Many years ago oshoko was commonly translated “incense offering”. We used “offering” in many of our practices to describe an action before the Buddha. When we used to observe our Hanamatsuri service in the Annex, students would bring flowers, omanju, candles and incense offerings to be placed before Amida Buddha. When we return to in-person services we will be able to once again observe these rituals. It will be wonderful to be together in the Annex. Dharma School students preparing to carry out their responsibilities. Trying to be quiet. Teachers guiding young students. Older students helping where they can. Maybe this is the offering before the Buddha; the caring interaction of people.

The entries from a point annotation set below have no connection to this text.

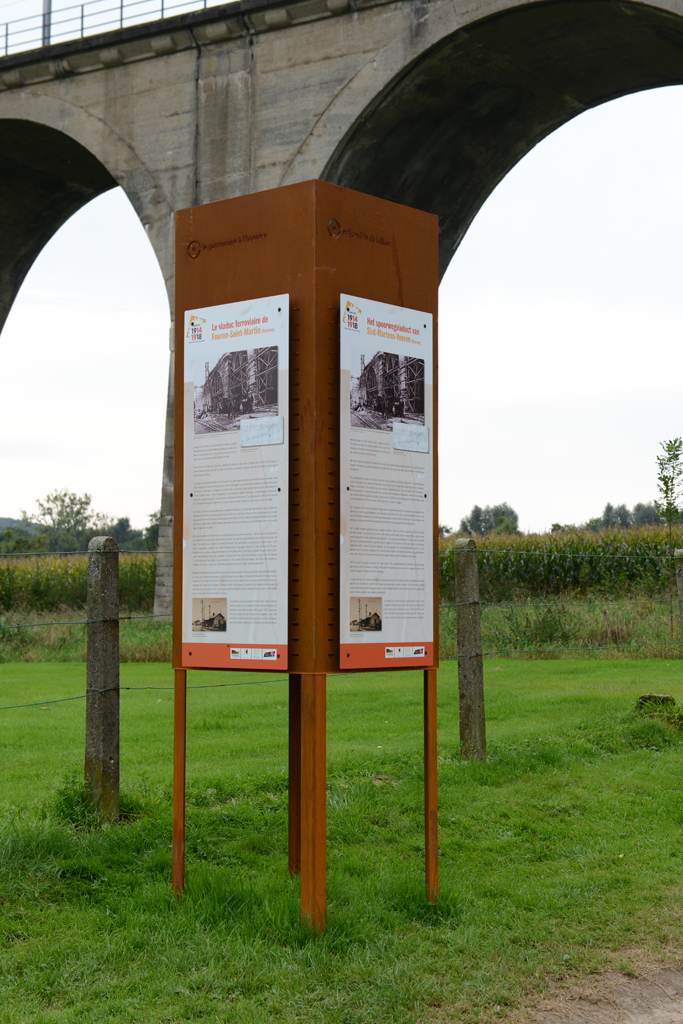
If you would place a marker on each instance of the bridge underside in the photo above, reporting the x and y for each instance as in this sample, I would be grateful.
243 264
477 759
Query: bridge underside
446 129
45 176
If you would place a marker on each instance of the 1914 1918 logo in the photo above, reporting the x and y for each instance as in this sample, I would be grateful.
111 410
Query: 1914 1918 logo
196 328
350 317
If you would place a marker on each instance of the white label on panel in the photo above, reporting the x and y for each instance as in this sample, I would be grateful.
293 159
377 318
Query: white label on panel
237 475
386 543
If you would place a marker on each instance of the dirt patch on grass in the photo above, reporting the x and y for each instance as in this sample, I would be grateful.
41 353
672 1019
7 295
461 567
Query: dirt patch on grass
638 990
645 991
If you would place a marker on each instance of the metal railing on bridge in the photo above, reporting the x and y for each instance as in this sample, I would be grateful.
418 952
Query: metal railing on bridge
84 19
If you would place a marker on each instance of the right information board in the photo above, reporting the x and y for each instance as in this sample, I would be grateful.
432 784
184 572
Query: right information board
387 598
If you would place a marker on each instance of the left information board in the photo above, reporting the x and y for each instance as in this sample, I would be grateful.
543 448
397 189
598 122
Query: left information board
236 483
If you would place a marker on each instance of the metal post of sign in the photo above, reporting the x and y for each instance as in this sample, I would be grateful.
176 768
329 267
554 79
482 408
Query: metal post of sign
313 809
47 22
431 811
179 743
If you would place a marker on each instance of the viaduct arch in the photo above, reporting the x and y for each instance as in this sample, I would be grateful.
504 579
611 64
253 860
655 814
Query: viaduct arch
426 102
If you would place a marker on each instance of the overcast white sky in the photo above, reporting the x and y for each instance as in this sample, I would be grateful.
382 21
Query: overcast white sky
560 328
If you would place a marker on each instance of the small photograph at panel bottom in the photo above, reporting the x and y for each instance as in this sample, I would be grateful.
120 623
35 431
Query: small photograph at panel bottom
366 614
209 614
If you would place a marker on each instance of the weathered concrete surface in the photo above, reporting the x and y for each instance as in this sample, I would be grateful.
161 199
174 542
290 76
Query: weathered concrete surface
101 713
427 102
470 664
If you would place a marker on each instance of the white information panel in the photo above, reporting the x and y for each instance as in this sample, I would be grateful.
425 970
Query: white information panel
236 486
386 485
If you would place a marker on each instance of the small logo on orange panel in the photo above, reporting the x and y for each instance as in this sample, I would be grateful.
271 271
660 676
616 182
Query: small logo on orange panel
195 332
350 317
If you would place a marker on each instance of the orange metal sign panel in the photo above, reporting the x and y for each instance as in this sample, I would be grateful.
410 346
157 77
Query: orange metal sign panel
312 242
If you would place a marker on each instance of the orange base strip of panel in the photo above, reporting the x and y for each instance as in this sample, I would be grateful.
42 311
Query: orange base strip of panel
431 808
312 803
179 734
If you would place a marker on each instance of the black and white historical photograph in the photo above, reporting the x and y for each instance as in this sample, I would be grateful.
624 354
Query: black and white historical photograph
209 614
385 388
366 614
241 385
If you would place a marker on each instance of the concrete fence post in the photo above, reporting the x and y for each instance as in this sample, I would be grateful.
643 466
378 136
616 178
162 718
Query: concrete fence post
678 559
101 716
470 665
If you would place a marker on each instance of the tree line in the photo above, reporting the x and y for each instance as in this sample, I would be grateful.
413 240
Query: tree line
67 521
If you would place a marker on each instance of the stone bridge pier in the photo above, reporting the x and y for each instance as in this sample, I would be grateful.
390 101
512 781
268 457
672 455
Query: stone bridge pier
425 102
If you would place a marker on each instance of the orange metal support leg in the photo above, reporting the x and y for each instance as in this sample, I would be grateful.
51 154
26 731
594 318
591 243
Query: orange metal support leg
312 803
294 844
431 807
179 733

When we make an offering what are we doing? There are at least three participants. Me, what is being offered and that which the offering is being made to. Incense offering would be me, the incense and Buddha. I can, even with some reservation, determine that the incense and I are present but what about Buddha. Is the Buddha present where the offering is made? I think we can say that the image of Buddha represents Buddha that is everywhere. Infinite wisdom and infinite compassion that permeates everywhere. Shinran makes this reference at the beginning of the Shoshinge, “Kimyo muryoju nyorai, Namo fukashige ko” “I take refuge in the Buddha of immeasurable life and unfathomable light”. If the Buddha is immeasurable and unfathomable then Buddha is everywhere. If Buddha is everywhere then why offer in a specific location. Maybe there is another way to understand our behavior.

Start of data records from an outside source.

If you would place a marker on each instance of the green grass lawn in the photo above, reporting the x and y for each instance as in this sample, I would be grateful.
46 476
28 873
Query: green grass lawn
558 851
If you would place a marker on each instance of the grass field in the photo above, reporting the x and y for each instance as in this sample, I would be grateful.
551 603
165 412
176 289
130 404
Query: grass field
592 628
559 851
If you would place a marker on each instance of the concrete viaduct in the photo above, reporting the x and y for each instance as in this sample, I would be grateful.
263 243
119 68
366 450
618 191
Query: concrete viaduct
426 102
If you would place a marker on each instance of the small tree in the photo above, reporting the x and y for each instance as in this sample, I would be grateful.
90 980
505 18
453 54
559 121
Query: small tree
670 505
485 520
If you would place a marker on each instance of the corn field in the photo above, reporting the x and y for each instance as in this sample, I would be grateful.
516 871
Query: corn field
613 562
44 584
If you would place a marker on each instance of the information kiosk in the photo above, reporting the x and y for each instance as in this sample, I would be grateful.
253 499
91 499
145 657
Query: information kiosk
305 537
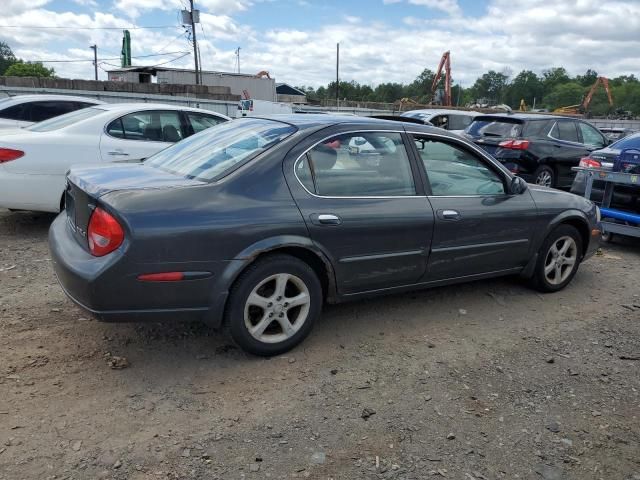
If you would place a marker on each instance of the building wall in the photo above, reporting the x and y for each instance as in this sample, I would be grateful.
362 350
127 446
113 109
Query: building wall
258 88
292 98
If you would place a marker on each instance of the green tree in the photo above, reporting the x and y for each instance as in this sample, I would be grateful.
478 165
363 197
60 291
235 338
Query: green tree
588 79
7 58
491 86
553 77
21 69
526 85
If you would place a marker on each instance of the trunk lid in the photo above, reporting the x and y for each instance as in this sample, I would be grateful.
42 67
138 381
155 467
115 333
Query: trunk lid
85 185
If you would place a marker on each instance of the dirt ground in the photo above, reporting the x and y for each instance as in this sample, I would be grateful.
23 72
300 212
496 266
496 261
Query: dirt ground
483 381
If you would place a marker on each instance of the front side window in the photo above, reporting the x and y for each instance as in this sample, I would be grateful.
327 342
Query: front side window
45 110
363 164
565 130
16 112
220 149
453 171
459 122
151 126
590 136
66 120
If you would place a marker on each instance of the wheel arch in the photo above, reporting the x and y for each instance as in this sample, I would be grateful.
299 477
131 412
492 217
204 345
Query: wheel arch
296 246
576 219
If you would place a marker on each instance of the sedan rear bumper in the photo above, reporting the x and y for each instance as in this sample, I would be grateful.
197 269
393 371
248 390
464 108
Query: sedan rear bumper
108 287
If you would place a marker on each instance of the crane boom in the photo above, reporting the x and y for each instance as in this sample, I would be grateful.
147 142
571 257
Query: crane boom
445 63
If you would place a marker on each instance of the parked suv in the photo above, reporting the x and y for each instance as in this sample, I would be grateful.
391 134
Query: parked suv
540 148
626 197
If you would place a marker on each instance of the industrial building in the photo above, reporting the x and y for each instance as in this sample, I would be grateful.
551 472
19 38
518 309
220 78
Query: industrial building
248 86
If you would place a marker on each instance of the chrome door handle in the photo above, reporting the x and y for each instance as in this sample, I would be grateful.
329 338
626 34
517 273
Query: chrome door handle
449 214
325 219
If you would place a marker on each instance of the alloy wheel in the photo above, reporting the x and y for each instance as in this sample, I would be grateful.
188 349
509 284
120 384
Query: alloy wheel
544 179
560 260
277 308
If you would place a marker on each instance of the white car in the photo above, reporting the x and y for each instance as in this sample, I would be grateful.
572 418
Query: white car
35 160
25 110
453 120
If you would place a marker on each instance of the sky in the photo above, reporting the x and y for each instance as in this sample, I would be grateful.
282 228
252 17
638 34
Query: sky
295 40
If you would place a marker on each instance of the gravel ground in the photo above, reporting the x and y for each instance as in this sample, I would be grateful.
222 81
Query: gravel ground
488 380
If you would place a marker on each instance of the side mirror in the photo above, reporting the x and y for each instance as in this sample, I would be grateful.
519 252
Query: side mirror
518 186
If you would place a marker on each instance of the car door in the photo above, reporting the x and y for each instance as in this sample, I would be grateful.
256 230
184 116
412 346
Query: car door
369 215
479 226
567 150
138 135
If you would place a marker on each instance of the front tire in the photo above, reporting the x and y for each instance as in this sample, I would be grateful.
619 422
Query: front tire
273 305
558 259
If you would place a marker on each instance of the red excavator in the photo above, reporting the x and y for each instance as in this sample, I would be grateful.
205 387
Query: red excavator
584 106
445 62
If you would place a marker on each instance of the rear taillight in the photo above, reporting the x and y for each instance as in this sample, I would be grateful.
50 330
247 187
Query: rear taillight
8 154
104 233
587 162
515 144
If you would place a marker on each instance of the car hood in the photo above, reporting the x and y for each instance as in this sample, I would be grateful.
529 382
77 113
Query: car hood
98 180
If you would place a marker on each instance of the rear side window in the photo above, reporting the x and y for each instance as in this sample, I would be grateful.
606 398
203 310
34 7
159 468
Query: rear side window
591 136
152 126
200 121
453 171
632 141
459 122
16 112
45 110
495 127
364 164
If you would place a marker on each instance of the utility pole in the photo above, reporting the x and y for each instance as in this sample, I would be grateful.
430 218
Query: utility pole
95 58
337 75
195 42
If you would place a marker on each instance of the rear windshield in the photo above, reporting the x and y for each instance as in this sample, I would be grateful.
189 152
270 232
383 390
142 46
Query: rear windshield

I once asked a Jodo Shinshu teacher if there was anyone that did not benefit from Amida’s Vow. Was there anyone outside Amida’s enlightenment. He replied that there was no one outside of Amida’s wisdom and compassion. Wherever I am there is Amida. No matter what I do there is Amida. This causes concern because we understand what we are capable of. Amida does not change, I am changed by acknowledging my imperfections and limitations and the absolute assurance of Amida that results in my enlightenment.
Buddha is not located in any particular place but when we prepare a place, whether as elaborate as our Onaijin or as simple as Gassho, we prepare ourselves to hear the dharma. One way to understand our rituals of oshoko and osonae, the placing of articles in the onaijin, is as a practice of preparing ourselves and a place to hear the dharma.